Mais ce serviteur, pour accomplir sa mission, doit « apprendre à écouter et à obéir », « se laisser maltraiter sans protester, sans rien dire, comme un agneau qu’on mène à l’abattoir », « se laisser frapper à mort du fait des crimes de son peuple ». Après « avoir offert sa vie à la place des autres », ce serviteur « verra la lumière de la vie », « il en fera l’expérience parfaite » ; « c’est lui qui fera aboutir le projet du Seigneur », « car il s’est dépouillé de lui-même jusqu’à en mourir, il s’est laissé placer au rang des malfaiteurs et il a pris sur lui les fautes des masses humaines. »

- Ce ne sont pas ces textes-là qu’on lit pendant la Semaine sainte ?
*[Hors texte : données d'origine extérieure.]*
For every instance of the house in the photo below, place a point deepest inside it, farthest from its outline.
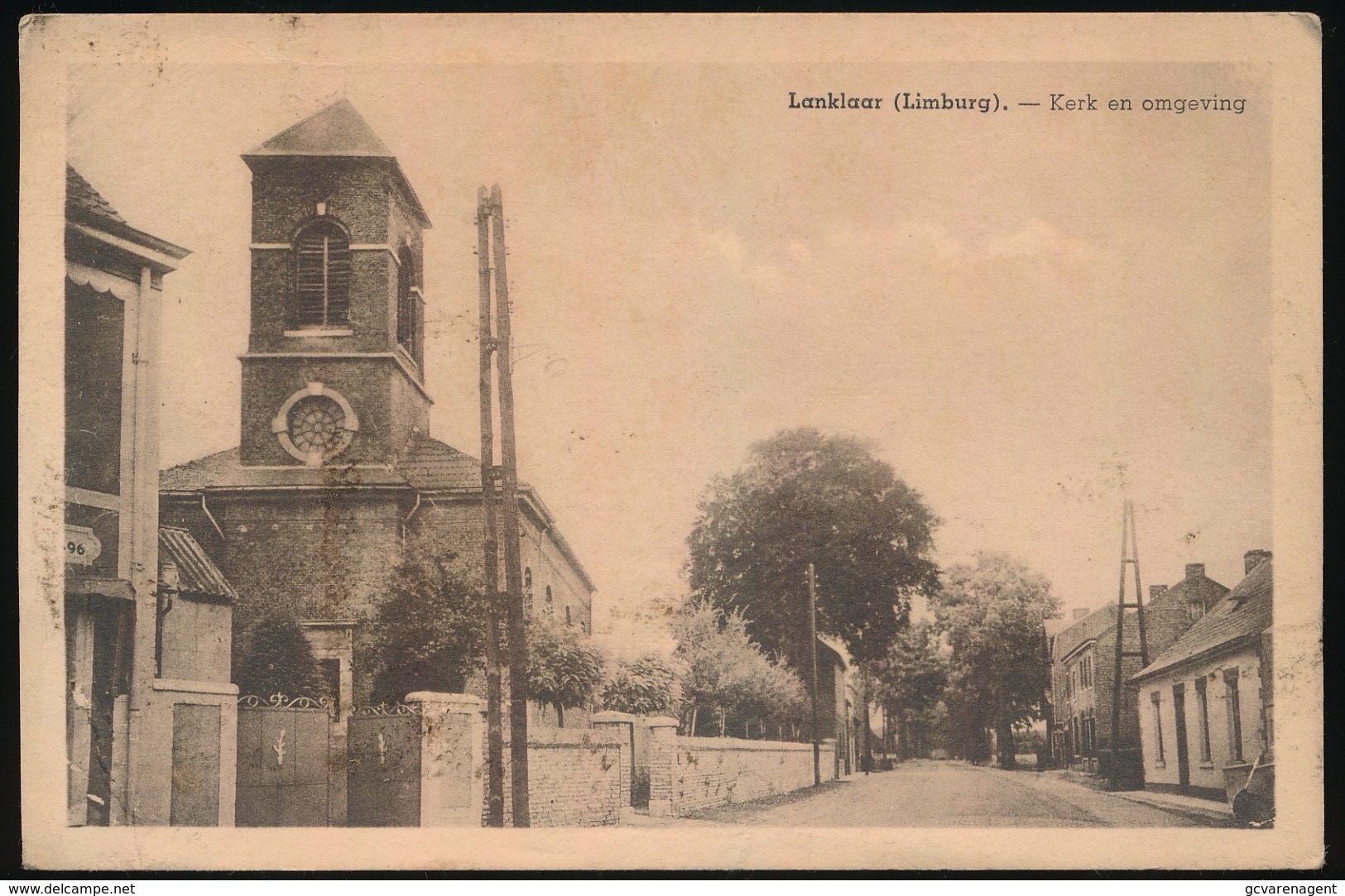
(1084, 670)
(1207, 702)
(150, 711)
(337, 474)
- Tout juste, car ces textes sont – avec les Psaumes - ceux qui permettent de comprendre pourquoi j’ai accepté de subir cet horrible supplice de la croix qui, pour la Loi, faisait de moi un maudit. 74 Et je vais te donner un « scoop » : c’est notamment ces textes-là que j’ai évoqués avec mes deux disciples découragés sur le chemin d’Emmaüs. Ces textes, je les avais déjà reçus dans la prière lors de ma retraite au désert. Ce sont eux qui m’ont permis de discerner quelle était la mission que le Père me confiait. Rappelle-toi : lorsque je suis retourné à Nazareth et qu’à la synagogue on m’a demandé de faire la lecture, c’est un verset analogue d’Esaïe 75 que j’ai lu, en ajoutant : « Ce passage de l’Ecriture est réalisé, aujourd’hui, pour vous qui m’écoutez. » 76 C’est après cela qu’ils ont voulu me pousser du haut de la falaise qui domine la vallée en contrebas.

- Le moins qu’on puisse dire, c’est que tu n’as pas choisi une voie qui faisait l’unanimité…

- Je le savais, je l’ai su dès le début. Satan me l’a bien fait comprendre.

- Satan ? Tu sais, de nos jours, on ne croit plus à ce type de fables !

- Justement, « la plus belle des ruses du diable est de vous persuader qu'il n'existe pas », et ce n’est pas moi qui le dis. 77 Avec le découragement, les « à quoi bon ? » et le mensonge, ce sont ses meilleures armes.

- Tu es sérieux là ?

- Bien sûr. Dieu, tu crois en son existence même si tu ne le vois pas, à cause de ses œuvres mêmes. Alors pourquoi refuserais-tu de croire en l’existence de Satan ? Serais-tu aveugle au point de ne pas voir ses œuvres à lui ?

- Jésus, je pense sincèrement que le mal dans le monde est la conséquence des fautes humaines et le résultat de leur accumulation au fil des âges.